- Directed by: Jack Irwin
- Written by: Jack Irwin
- Produced by: George Arthur Durlam
- Starring: Buddy Roosevelt; Jean Kay; Fred Church;
- Cinematography: Arthur Reed
- Edited by: Earl Turner
- Production company: G.A. Durlam Productions
- Distributed by: Syndicate Pictures
- Release date: 1931;
- Running time: 50 minutes
- Country: United States
- Language: English

= The Riding Kid =

1931 film

The Riding Kid is a 1931 American Western film directed by Jack Irwin and starring Buddy Roosevelt, Jean Kay and Fred Church. The title is sometimes spelled The Ridin' Kid.

It was an independent production by the Poverty Row-based Syndicate Pictures.

==Plot==
A cattle baron hires The Riding Kid and Pedro to drive out farmers so that he can buy their land.
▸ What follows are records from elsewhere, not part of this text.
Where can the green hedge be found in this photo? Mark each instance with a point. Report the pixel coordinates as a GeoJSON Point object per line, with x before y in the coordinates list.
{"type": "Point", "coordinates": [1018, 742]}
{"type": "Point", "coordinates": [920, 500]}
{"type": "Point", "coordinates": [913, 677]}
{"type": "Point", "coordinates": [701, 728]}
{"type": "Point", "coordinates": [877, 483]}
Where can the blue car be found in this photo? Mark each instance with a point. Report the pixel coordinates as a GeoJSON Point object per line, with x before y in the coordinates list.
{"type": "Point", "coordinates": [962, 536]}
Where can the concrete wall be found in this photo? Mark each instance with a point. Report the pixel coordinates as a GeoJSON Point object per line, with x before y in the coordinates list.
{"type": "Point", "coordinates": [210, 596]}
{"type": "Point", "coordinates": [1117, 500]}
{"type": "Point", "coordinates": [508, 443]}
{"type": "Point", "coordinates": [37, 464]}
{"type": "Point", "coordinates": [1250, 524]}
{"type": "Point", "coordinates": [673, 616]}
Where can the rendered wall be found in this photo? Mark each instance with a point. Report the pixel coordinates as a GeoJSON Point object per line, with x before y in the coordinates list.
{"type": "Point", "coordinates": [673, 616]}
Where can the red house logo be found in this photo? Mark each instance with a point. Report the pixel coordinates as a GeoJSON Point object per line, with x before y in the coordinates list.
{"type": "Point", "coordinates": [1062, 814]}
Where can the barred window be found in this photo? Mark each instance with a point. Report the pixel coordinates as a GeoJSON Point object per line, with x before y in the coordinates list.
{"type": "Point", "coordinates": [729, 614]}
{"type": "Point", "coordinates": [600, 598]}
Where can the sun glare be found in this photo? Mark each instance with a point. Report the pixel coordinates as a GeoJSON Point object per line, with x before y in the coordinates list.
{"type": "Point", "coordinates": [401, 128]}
However, the Kid and Pedro side with the farmers, and the Kid falls in love with Miss Barton.

==Cast==
- Buddy Roosevelt as John Denton aka The Ridin' Kid
- Jean Kay as Miss Barton
- Fred Church as Sam Eldridge
- William Bertram as Mark Perdue
- Sam Tittley as Tom Barton
- LaVerne Haag as Mrs. Barton
- Nick Dunray as Pedro
- Mary Martin as The Cook

==Bibliography==
- Michael R. Pitts. Poverty Row Studios, 1929–1940: An Illustrated History of 55 Independent Film Companies, with a Filmography for Each. McFarland & Company, 2005.